A música clássica goza na Alemanha de alto 
prestígio, o cenário alemão de orquestras tem fama mundial.

09.09.2013
© picture-alliance/dpa - Sir Simon Rattle

George Bernard Shaw, o poeta irlandês, crítico cultural irônico e mordaz, defendeu na sua época a construção na colina de Richmond, perto de Londres, de um teatro de festival segundo o modelo de Bayreuth. Mas não porque ele acreditasse que, assim, os ingleses poderiam equiparar-se musicalmente aos alemães. Ele defendia antes uma Bay­reuth inglesa, porque odiava a viagem de trem à margem esquerda do Reno e classificava a comida na Alemanha como intragável.
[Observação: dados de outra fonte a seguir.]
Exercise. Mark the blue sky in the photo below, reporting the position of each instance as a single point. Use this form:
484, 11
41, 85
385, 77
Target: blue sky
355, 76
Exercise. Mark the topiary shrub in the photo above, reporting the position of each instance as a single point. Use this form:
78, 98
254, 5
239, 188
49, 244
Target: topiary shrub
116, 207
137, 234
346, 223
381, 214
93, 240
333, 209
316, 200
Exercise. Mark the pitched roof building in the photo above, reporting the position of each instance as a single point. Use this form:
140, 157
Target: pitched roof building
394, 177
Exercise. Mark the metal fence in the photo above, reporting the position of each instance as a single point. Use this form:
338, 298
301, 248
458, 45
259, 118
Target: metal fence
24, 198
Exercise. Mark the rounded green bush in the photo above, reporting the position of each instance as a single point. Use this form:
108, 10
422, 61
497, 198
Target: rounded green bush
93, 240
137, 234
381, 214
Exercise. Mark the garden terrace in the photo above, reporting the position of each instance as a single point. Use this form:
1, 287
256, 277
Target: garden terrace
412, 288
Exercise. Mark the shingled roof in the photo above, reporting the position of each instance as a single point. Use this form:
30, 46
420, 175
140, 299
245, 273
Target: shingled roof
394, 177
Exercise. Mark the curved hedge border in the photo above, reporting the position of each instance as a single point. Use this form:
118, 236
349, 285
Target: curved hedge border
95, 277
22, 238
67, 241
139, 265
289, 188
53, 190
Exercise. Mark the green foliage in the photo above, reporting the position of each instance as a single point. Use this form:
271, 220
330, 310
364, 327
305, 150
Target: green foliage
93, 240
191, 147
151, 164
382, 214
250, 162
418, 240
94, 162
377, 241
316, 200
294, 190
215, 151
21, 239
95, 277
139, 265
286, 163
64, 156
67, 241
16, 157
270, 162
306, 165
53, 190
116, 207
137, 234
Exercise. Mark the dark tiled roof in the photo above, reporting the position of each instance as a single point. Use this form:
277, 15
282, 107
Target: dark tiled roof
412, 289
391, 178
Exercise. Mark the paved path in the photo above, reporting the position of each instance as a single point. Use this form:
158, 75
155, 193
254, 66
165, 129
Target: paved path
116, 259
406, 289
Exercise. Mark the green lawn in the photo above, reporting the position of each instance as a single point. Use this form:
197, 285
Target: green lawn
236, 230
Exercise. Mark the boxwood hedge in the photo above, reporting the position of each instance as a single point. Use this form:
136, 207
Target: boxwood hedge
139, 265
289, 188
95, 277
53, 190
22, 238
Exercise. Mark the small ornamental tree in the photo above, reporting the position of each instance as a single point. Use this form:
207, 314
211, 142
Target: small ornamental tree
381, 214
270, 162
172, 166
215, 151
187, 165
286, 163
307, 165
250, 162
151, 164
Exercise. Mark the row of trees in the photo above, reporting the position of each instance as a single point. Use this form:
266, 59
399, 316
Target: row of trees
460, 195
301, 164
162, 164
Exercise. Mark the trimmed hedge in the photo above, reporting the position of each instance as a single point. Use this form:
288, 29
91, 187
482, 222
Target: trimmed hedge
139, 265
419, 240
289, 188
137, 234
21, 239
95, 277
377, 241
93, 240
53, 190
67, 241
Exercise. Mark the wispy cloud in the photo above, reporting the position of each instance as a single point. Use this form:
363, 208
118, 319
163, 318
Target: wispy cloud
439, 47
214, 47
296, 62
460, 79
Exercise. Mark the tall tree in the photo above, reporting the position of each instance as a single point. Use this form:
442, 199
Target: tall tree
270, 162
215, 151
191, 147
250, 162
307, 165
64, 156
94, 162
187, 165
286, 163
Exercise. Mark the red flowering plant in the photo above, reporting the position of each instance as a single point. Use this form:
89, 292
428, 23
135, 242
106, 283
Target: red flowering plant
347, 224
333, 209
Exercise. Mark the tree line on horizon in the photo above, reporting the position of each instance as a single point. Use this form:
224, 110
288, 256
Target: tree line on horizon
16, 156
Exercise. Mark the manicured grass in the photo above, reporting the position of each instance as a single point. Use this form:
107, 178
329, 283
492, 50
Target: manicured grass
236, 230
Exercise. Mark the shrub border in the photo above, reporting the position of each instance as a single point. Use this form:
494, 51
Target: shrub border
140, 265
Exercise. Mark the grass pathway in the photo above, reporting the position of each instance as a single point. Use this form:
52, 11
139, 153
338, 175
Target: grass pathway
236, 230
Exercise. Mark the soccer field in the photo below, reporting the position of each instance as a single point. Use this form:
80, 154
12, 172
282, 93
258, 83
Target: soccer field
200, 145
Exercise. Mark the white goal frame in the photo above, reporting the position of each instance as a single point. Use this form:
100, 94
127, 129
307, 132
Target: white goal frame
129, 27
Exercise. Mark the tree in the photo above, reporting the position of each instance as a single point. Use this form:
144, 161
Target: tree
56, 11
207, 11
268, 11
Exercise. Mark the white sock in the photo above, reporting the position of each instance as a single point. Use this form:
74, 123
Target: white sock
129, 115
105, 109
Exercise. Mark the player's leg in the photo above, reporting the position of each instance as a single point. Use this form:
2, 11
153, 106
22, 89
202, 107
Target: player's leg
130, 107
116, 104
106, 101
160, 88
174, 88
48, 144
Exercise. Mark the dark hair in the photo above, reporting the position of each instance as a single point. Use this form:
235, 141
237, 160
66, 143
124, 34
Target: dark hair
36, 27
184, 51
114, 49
Deixemos para lá a constatação, se a cozinha do Reino Unido era na época realmente melhor que a da Alta Francônia e se a Chatham ou a Great Eastern Railway eram de fato mais luxuosas que a ferrovia alemã com sua “cadeia de caixas de lixo sacolejantes”, a que Shaw gostava de referir-se de forma sarcástica. Mas a música alemã, se apresentada de uma forma adequada, estava acima de tudo para Shaw, que era filho de uma cantora e wagneriano ardente, além ainda de exímio pianista, que assustava seus compatriotas como bizarro crítico musical, sob o pseudônimo de Corno di Bassetto.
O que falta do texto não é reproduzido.